LLM Backends
Both backends expose the same OpenAI-compatible /v1/chat/completions endpoint. The LLM::Backend abstract class defines chat, start, stop, healthy?
Ollama (default)
Detects a running instance or starts one. Best for local dev on constrained VRAM — MoE-aware offloading keeps hot experts on GPU.
llama-server
Managed subprocess. Better for CI/deployment with dedicated hardware. Pinned to b8665 for gemma4 support.
Tool System
Tools implement an abstract interface: name, description, parameters (JSON Schema), execute. A Registry generates the OpenAI function-calling definitions.
bash
Execute shell commands via Process.run. 120s timeout, 30KB output truncation, semantic exit codes.
read_file
Smart file reader with structural awareness. Markdown: heading outlines with line numbers. HTML: styles, structure, CSS class patterns. Reduces context waste 50-80% vs raw cat.
Agent Loop
loop do
# Check context pressure, compact if needed
response = llm.chat(messages, tools)
if response.has_tool_calls?
execute each tool, append results
else
print response.content # done
break
end
break if turn >= max_turns
end
Context Management
Tracks token usage from the API response. When prompt tokens exceed 75% of the context window:
- Ask the model to summarize progress (what's done, what remains, current state)
- Replace full history with: system prompt + original task + summary + "continue"
- If still over threshold after compaction: bail with "task too complex for context"
System Prompt
Load-bearing infrastructure, not a nicety. At Q4 quantization, Gemma 4 defaults to chatbot behavior without aggressive framing:
- ✓ Role as "task executor" — not "assistant"

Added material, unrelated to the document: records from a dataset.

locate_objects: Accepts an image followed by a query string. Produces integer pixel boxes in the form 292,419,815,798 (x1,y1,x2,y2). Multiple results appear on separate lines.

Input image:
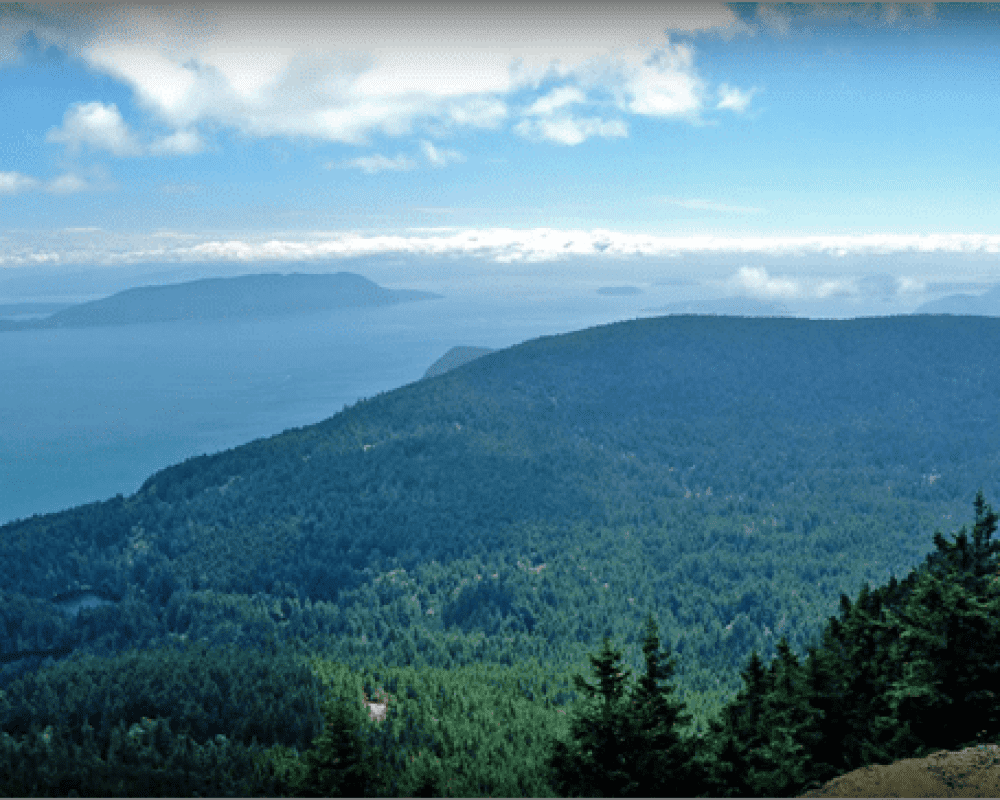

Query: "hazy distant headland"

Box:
597,286,642,296
0,272,442,330
913,286,1000,317
642,297,792,317
424,347,496,378
0,303,72,319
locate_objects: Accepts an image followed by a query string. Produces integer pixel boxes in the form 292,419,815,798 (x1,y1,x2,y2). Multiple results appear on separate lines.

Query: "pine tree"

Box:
628,614,704,797
549,636,635,797
295,697,376,797
888,491,1000,749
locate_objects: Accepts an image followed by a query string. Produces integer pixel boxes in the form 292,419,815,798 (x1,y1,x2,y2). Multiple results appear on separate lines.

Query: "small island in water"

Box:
0,272,442,330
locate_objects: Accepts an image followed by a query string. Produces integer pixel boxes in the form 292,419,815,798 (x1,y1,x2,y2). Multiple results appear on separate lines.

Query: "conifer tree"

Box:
294,698,378,797
888,491,1000,749
628,614,704,797
549,636,636,797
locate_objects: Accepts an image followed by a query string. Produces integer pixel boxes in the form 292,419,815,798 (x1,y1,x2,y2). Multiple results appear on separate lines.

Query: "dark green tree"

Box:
888,491,1000,749
627,614,704,797
549,636,637,797
295,697,380,797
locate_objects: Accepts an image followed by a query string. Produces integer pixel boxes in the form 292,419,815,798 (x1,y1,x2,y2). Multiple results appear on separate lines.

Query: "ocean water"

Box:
0,282,690,524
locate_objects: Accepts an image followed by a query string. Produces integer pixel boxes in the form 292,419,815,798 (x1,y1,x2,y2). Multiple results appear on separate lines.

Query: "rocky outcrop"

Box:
799,744,1000,797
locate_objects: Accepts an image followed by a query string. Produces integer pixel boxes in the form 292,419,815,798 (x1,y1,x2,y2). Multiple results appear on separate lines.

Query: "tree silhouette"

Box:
627,613,704,797
549,636,637,797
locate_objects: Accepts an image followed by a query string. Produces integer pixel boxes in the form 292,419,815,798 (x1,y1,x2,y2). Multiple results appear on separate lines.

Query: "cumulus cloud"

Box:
45,102,142,156
514,86,628,146
625,44,705,117
46,172,90,194
514,116,628,146
13,3,752,147
129,228,1000,266
524,86,587,116
327,153,417,175
45,101,204,158
0,228,1000,272
730,267,802,298
149,130,205,156
715,83,759,114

- ✓ Negative constraints: "NEVER review, NEVER suggest"
- ✓ Positive action verbs: "write immediately", "modify immediately"
- ✗ "Helpful assistant" framing → model reviews files instead of creating them
Key Findings
From our experiment log:
Ollama beats llama.cpp on 12GB VRAM due to MoE-aware per-expert offloading. Context management is essential for multi-step tasks. Smart file reading reduces context waste 50-80%.
System prompt wording is the primary control surface for Q4 model behavior. "Executor" framing + negative constraints required to prevent review-mode drift.
sed is unreliable for HTML modification by LLMs. Atomic file rewrites are safer than incremental edits for structured documents.